Commercial Negative Pressure Wound Therapy vs Novel Non-Commercial Wound Therapy for Vascular Surgery Incisions
Joseph Tingen, Matt Low, Sagar Gandhi
Prisma Health, Greenville, SC
BACKGROUND: Significant morbidity, mortality and cost is associated with surgical site complications (SSCs). A five time increase in hospital readmission and double the mortality rate and likelihood of ICU care for patients with a surgical site infection has been reported1. Inguinal incision SSCs during vascular procedures have been documented as high as 32%2. In 2020, Gombert published a metanalysis of closed incision negative pressure wound therapy (NPWT) versus traditional post-surgical dressing use and found a statistically significant decrease from 28.8% to 11.3% wound infection rate by using closed incision negative pressure therapy3. Our vascular surgery group previously presented results using a novel non-commercial NPWT at Southern Association for Vascular Surgery meeting and found a significant decrease in SSC rates, readmission and re-operation compared to standard incision closure. This retrospective review compares a new disposable commercial-based NPWT system with our previous non-commercial NPWT system given prior encouraging results.

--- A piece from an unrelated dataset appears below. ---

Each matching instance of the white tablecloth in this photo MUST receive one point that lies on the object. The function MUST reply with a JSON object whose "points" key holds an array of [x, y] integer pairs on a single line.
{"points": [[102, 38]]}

METHODS: A retrospective review of vascular surgery wound complication data from June 2020 through May 2021 for all patients with PREVENA (3M KCI, St. Paul, MN) wound therapy system was performed. The primary endpoint was 30-day SSCs rate (wound infection, hematoma, dehiscence, and lymph leak). Secondary endpoints were readmission and re-operation rates. The patients with PREVENA were compared to our prior patient data with non-commercial NWPT operated on by the same surgeons and undergoing similar operations a year prior.
RESULTS: Patients with PREVENA (n=87) were compared to a recent cohort (n=50) using the non commercial NWPT. PREVENA was predominately used for groin incisions (90.8%). Bypass operations were the most common procedure (33.7%), followed by thromboembolectomies (28.9%), endarterectomies (20.5%), traumatic artery repairs (13.3%), and artery exposure for EVAR/endografts (3.6%). The most common bypass operation was femoral-popliteal bypasses (46.2%). Eleven operations (12.6%) performed were redo groin operations and nine operations (10.3%) were in an infected field. Fifty-three cases (60.9%) were elective and thirty four were emergent. Thirteen patients (14.9%) had a 30-day SSC. Four developed a wound infection, two had a hematoma, four experienced wound dehiscence, and four had a lymph leak/seroma. A total of 5 (5.7%) patients needed readmission and 6 (6.8%) required re-operation. In comparison to our non commercial NPWT system, the PREVENA cohort SSC was 14.9% while non-commercial system was 6.0% (p=0.17). PREVANA cohort readmission was 5.7% versus 4.0% (p=1.0). PREVENA cohort re-operation was 6.8% versus 4.0% (p=0.71). The table summarizes the comparison. CONCLUSIONS: The PREVENA wound therapy system decreases the rate of SSC compared to published historical vascular groin incision complication rates. However, our previously presented data using a non-commercial NPWT system remains superior in regards to SSC, re-admission and re-operation. Vascular surgeons should consider using a NPWT device to decrease incision complications.